New testers tend to be preoccupied with the motions of the test. They’ve studied methods for identifying boundaries, and know the importance of negative tests. If they have been diligent, they even know to test error handling and recovery. Still, the bright but inexperienced tester often stops a step short of actually knowing whether the test passed or failed.
Let’s look at an example: Testing that an element can be saved to a database. You prepare the element, save it, and the application displays a happy message saying that the element was saved. Done, test passed! Right?
The experienced tester, of course, would not think of stopping there. All you have tested so far is that you get feedback when saving to the database. And you haven’t even tested that it’s the correct feedback. If the save happened to fail behind the scenes, you’d actually have a much more serious issue – the dreaded silent fail. And, of course, you haven’t tested what you said you would test: That the element was saved to the database.
For every test you perform or design, whether manual or automated, the most important question you can ask yourself is: “Does this really prove to me that the application did what I am trying to test if it does?”

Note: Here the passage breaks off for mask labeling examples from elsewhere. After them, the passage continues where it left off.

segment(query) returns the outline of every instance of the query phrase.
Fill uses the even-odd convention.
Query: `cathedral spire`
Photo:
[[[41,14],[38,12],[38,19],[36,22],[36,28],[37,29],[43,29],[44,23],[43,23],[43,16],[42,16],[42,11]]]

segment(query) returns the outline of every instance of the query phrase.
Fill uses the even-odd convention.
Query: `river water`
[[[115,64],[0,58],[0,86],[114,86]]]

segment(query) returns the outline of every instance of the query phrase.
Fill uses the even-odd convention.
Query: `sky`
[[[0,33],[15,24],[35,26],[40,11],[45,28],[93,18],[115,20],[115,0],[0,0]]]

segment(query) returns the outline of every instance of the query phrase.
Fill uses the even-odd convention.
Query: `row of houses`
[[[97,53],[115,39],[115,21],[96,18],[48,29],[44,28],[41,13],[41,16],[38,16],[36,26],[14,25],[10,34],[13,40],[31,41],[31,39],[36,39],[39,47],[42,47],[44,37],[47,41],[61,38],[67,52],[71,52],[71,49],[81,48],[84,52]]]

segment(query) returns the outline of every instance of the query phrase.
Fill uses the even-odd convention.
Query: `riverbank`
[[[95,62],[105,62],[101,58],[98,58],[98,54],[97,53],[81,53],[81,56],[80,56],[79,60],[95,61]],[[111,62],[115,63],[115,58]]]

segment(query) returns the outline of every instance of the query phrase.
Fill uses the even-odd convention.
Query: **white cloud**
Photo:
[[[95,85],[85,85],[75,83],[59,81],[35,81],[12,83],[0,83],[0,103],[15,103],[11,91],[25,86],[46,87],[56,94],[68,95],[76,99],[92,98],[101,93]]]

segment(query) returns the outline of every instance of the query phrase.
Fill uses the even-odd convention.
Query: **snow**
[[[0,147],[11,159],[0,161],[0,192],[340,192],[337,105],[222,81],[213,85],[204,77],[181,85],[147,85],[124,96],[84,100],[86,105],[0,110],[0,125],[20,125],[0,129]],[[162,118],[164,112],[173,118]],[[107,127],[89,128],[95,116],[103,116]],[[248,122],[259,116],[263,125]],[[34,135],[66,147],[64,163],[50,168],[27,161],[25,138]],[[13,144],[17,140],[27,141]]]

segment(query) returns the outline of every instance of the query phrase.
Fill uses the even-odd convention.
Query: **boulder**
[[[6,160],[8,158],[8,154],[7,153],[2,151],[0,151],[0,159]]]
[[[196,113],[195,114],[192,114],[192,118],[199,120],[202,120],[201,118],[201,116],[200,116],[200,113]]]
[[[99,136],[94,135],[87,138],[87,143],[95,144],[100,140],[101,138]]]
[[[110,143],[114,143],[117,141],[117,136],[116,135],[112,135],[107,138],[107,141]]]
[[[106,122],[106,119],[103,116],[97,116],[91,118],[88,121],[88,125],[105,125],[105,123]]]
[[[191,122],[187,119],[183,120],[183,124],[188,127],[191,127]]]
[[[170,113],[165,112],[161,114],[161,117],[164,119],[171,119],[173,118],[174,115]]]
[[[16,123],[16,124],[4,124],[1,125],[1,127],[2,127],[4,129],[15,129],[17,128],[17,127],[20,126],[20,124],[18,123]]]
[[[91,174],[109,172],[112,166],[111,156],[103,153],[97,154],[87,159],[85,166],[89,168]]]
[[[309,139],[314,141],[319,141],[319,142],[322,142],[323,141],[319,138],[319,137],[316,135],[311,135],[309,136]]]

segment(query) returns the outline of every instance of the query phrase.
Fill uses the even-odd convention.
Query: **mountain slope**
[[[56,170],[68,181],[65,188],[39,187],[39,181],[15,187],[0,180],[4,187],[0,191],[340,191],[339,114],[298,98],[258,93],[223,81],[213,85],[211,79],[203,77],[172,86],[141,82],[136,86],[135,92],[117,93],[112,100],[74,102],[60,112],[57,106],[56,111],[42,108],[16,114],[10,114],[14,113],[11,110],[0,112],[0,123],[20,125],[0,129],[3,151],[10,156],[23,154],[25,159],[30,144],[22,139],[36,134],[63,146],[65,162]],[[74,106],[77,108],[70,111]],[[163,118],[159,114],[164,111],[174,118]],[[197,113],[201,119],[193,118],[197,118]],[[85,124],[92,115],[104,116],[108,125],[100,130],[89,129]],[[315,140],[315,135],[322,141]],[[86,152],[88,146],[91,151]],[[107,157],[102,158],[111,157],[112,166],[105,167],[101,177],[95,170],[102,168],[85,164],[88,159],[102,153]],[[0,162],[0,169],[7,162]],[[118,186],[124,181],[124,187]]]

For the database example, there are multiple ways to complete the test. You can simply reopen the saved element, or you can continue by using the element in a new operation that needs to read and use the element to work. Or you can inspect the element directly in the database. What you choose to do will depend on the application itself – for example, if it caches elements, reopening the element may not be proof enough. It’s up to you to know what is proof enough.